Les huit traits caractéristiques et communs à Mollino photographe et designer ne sont sûrement pas exhaustifs face à la richesse de ses œuvres, pourtant ils sont exemplaires dans la façon avec laquelle ils construisent un regard érotique : regard érotique du photographe et, en même temps, notre regard érotisé de spectateur.
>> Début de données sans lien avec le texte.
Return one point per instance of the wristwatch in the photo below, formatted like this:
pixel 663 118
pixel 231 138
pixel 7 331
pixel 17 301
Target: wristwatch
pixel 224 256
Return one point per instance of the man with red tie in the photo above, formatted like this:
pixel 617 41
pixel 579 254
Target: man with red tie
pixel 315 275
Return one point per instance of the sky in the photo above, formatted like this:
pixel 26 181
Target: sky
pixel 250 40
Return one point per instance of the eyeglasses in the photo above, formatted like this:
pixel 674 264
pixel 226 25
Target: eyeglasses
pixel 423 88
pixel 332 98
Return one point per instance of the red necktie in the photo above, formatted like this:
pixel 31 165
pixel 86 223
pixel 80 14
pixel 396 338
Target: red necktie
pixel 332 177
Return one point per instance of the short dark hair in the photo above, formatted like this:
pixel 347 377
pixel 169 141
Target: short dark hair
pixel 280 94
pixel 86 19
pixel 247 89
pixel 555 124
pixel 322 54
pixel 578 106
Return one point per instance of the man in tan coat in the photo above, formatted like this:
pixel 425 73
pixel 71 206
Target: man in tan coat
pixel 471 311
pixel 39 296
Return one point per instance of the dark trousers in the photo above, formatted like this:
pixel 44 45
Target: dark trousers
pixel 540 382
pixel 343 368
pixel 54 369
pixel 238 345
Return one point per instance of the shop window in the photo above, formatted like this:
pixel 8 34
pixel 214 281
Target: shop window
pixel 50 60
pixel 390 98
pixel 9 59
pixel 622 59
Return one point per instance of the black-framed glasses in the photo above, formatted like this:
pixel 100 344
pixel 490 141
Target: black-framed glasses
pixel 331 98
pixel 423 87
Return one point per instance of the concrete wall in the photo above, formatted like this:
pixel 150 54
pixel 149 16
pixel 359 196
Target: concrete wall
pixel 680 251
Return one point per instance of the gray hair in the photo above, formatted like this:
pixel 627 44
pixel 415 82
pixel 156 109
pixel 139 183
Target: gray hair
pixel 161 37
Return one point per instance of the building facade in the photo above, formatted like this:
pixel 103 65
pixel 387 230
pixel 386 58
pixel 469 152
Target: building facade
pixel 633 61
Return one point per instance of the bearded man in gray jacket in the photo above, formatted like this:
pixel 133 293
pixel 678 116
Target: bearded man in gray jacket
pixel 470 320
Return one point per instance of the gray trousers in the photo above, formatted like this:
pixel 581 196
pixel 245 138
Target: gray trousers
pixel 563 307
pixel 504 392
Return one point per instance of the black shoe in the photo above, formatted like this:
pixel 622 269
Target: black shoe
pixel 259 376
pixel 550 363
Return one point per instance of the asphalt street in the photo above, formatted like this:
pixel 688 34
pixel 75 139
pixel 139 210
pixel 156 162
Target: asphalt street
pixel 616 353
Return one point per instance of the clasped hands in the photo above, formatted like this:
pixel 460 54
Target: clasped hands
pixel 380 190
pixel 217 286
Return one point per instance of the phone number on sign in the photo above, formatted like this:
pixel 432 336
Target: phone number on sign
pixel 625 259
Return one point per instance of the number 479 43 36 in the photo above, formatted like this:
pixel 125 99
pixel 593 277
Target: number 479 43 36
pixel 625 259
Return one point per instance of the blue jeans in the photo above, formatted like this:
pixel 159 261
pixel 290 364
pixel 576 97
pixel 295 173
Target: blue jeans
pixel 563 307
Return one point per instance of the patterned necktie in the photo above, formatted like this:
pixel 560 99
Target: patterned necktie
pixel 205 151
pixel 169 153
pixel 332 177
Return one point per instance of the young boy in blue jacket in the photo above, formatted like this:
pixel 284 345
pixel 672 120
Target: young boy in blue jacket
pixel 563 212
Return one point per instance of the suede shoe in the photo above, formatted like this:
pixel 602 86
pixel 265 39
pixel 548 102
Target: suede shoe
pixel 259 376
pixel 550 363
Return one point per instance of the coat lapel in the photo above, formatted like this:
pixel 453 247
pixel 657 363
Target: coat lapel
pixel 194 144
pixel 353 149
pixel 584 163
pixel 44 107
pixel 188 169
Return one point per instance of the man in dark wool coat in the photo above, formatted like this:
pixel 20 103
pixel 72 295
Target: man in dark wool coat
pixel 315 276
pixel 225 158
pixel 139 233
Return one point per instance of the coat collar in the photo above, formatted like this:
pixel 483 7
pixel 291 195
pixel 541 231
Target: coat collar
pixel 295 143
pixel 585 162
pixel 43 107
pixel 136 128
Sans rentrer ici dans les détails de l’analyse publiée, l’unicité, la singularité, le caractère artisanal, la conscience de la maîtrise, l’harmonie, le stylème du goût, la construction plastique, la nature statique du sujet représenté et opposée à son dynamisme intrinsèque sont les grandes constantes identifiées dans tous les projets de Mollino.
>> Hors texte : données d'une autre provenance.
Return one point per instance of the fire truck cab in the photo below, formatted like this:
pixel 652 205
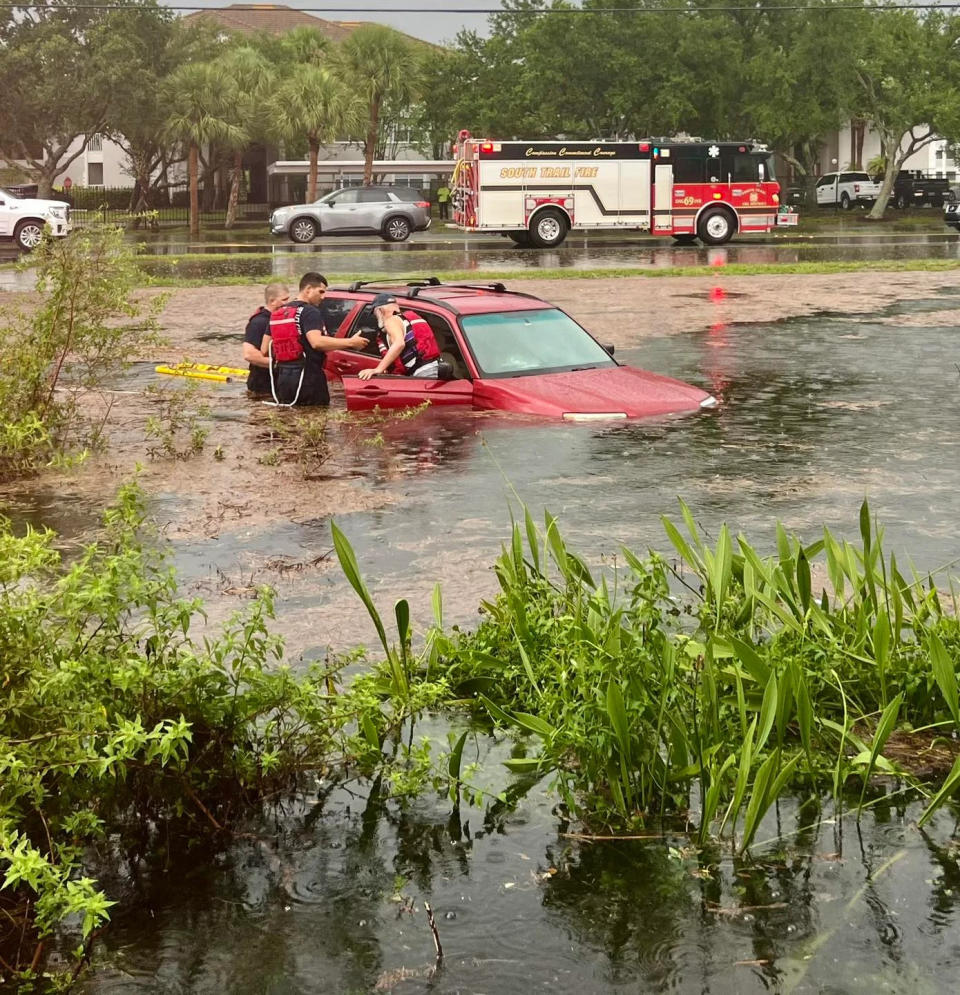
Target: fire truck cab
pixel 535 192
En conclusion, ma réflexion sur Mollino construit un pont entre mes cours sur la sémiotique visuelle et mes recherches sur le design et le projet. Cet article me permet une interrogation sur le rapport entre méthodologie et travail créatif-artistique, un thème que je n’avais jamais voulu aborder de façon délibérée. Par ailleurs, les photos et les objets de Mollino montrent la possibilité d’atteindre un résultat créatif à partir d’une conception de projet conduite avec rigueur et rationalité. Pourtant, la relation entre projet et créativité qui vise à la réalisation d’un produit sortant du domaine sériel du design industriel est un aspect que j’ai toujours voulu laisser en marge de mes recherches. J’ai pris cette décision en m’occupant plutôt de projets orientés vers le marché, sans rapport avec des domaines plus proches de l’artisanat et de l’art. Avec Mollino, concepteur important à mes yeux pour son activité abordant plusieurs domaines dont témoignent ses résultats dans l’ingénierie, les méthodes de la conception de ses projets et l’art, j’ai franchi une étape importante dans mes études entre méthodologie de projet et créativité. En ce sens Mollino incarne un exemple magistral entre la méthode du projet et la créativité.
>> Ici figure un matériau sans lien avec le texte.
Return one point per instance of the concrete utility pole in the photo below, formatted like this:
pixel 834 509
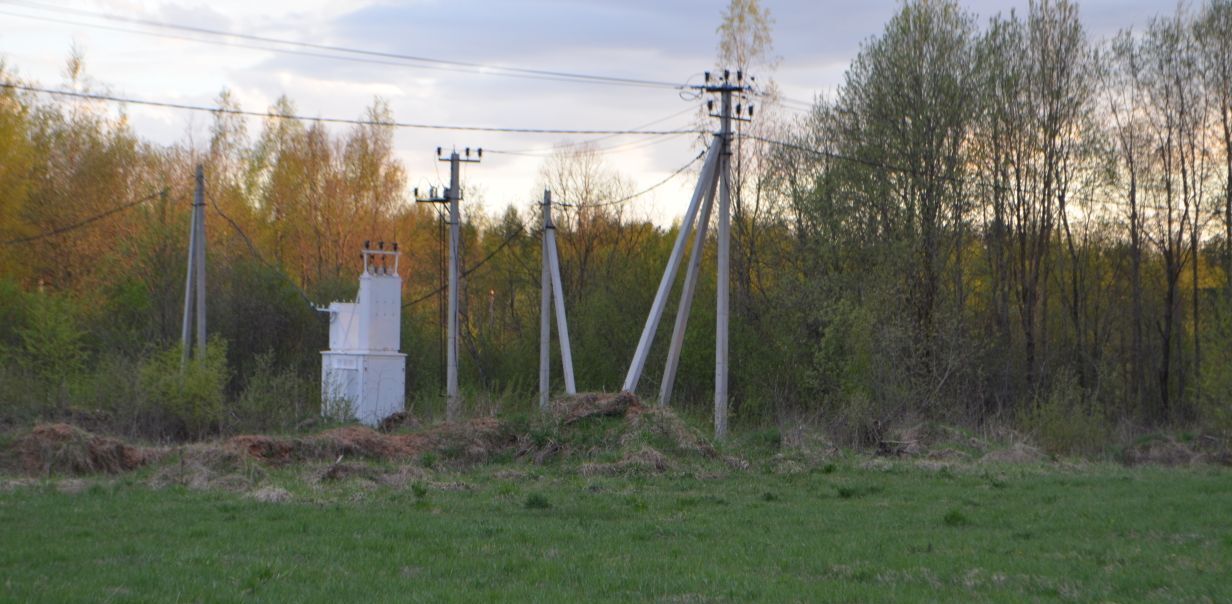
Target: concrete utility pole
pixel 452 196
pixel 195 281
pixel 723 261
pixel 716 174
pixel 552 289
pixel 545 311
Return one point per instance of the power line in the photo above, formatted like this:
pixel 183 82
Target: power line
pixel 83 222
pixel 472 269
pixel 664 181
pixel 425 62
pixel 97 96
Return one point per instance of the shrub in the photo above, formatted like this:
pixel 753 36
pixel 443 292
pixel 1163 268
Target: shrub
pixel 1066 422
pixel 192 397
pixel 272 398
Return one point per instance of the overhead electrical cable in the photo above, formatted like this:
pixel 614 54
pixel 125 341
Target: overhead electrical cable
pixel 83 222
pixel 470 270
pixel 97 96
pixel 470 67
pixel 664 181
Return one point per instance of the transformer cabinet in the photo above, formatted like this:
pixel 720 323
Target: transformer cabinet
pixel 362 375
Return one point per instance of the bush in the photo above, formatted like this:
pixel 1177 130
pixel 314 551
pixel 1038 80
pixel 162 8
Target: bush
pixel 194 397
pixel 272 398
pixel 1066 422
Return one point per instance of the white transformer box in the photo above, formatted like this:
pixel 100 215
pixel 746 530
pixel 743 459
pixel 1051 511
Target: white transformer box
pixel 362 375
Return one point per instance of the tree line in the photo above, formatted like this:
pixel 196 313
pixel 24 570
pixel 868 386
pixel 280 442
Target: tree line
pixel 992 222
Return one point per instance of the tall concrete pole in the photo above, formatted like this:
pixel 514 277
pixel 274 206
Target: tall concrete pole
pixel 562 324
pixel 722 311
pixel 200 208
pixel 453 406
pixel 546 308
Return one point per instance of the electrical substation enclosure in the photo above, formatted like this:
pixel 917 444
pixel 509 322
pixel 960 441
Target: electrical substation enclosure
pixel 362 374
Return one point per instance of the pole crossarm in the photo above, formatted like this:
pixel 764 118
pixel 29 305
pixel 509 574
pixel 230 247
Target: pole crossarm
pixel 452 196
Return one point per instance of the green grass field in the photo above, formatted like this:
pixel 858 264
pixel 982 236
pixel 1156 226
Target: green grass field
pixel 848 531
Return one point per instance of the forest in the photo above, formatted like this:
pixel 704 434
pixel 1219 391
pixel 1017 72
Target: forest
pixel 993 222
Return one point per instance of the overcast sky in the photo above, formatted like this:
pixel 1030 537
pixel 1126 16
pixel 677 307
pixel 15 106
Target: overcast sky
pixel 652 40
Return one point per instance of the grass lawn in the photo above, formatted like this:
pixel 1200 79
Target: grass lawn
pixel 844 533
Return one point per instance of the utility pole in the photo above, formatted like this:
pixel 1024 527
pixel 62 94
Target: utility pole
pixel 452 196
pixel 546 310
pixel 195 281
pixel 552 289
pixel 723 259
pixel 715 174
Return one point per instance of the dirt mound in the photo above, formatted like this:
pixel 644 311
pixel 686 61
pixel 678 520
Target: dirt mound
pixel 1018 452
pixel 208 466
pixel 642 461
pixel 662 428
pixel 1158 451
pixel 575 408
pixel 401 420
pixel 67 449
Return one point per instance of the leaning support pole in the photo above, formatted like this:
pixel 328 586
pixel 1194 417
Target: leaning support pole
pixel 186 328
pixel 686 295
pixel 562 326
pixel 546 310
pixel 669 274
pixel 200 206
16.2 De la conception à la création

La possibilité de développer les concepts de conception et de création a été présentée récemment dans mon article « Conception et création : la conception de la valeur, la valeur de la création »74 me permettant d’appliquer ces mêmes concepts aux projets de deux designers ainsi qu’aux produits et stratégies de marketing d’une entreprise. Il s’agit bien d’une réflexion abordant la conception, la créativité et la

création dans le secteur du design et du projet. Afin de montrer les différentes

modalités de conception dans les projets de design, la maîtrise de la valeur ainsi que de la valorisation demeurent fondamentales. Les projets de Paolo Deganello, de l’entreprise Ikea et de Carlo Mollino sont analysés en tant que cas exemplaires pour répondre aux questionnements théoriques portant sur la conception et la création.